Андрей Сахаров - Горький, Москва, далее везде Страница 2
Андрей Сахаров - Горький, Москва, далее везде читать онлайн бесплатно
В августе мой вес начал быстро падать и к 13 августа достиг минимального значения – 62 кг 800 г (при предголодовочном весе 78–81 кг). С этого дня мне стали делать подкожные (в бедра на обеих ногах) и внутривенные вливания в дополнение к принудительному питанию. Всего мне было сделано в августе и сентябре 25 вливаний. Каждое вливание длилось несколько часов, ноги болезненно раздувались; весь этот, а иногда и следующий день я не мог ходить – ноги не сгибались.

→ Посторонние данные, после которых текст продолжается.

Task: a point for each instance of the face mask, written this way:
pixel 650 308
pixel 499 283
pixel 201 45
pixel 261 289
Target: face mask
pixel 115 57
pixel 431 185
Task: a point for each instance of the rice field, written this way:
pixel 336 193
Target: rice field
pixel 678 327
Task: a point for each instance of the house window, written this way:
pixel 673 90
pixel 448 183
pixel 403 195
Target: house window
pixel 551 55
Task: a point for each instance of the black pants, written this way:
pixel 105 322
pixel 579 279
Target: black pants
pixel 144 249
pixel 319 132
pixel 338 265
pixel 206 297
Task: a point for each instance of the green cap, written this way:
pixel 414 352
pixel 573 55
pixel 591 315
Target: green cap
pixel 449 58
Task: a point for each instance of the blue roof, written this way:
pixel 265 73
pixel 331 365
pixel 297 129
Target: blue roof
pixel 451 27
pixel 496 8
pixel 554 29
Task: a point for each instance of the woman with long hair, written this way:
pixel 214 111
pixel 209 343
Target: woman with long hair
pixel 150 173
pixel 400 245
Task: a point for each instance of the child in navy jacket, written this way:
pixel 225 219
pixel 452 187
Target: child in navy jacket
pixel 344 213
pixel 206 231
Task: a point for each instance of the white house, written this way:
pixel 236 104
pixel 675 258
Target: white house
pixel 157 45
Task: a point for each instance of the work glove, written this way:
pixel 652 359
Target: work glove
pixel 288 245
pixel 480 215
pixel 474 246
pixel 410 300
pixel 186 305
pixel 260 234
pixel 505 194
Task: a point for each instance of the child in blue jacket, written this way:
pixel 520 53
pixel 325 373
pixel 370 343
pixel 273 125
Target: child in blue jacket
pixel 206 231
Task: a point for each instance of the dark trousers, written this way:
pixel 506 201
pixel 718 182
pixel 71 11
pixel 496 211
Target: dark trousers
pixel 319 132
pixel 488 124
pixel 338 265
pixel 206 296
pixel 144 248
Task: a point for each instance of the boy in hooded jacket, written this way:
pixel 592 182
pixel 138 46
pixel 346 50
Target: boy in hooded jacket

5 сентября утром неожиданно приехал представитель КГБ СССР С. И. Соколов. По-видимому, это один из начальников какого-то отдела КГБ, «курирующего» меня и Люсю. В ноябре 1973 г. перед первым допросом Люси у Сыщикова Соколов «беседовал» с ней в увещевательном тоне. В мае 1985 года он приезжал для бесед со мной и Люсей (по отдельности). Тогда Соколов говорил со мной очень жестко, по-видимому его цель была заставить меня прекратить голодовку, создав впечатление ее полной безнадежности. Я чуть было не поддался этому. На самом деле как раз в это время на Запад проникли сведения о начавшейся 16 апреля голодовке и, несмотря на интенсивную кампанию дезинформации, проводившуюся КГБ с помощью поддельных писем, открыток, телеграмм и фототелеграмм, выступления в нашу защиту приобрели большой размах. Кажется, Соколов был одним из двух «посетителей», которых привел ко мне Обухов в ночь с 10 на 11 мая 1984 года. Якобы они интересовались моим здоровьем (я отказался с ними говорить). После этого визита утром 11 мая ко мне впервые применили принудительное кормление, у меня произошел тогда микроинсульт.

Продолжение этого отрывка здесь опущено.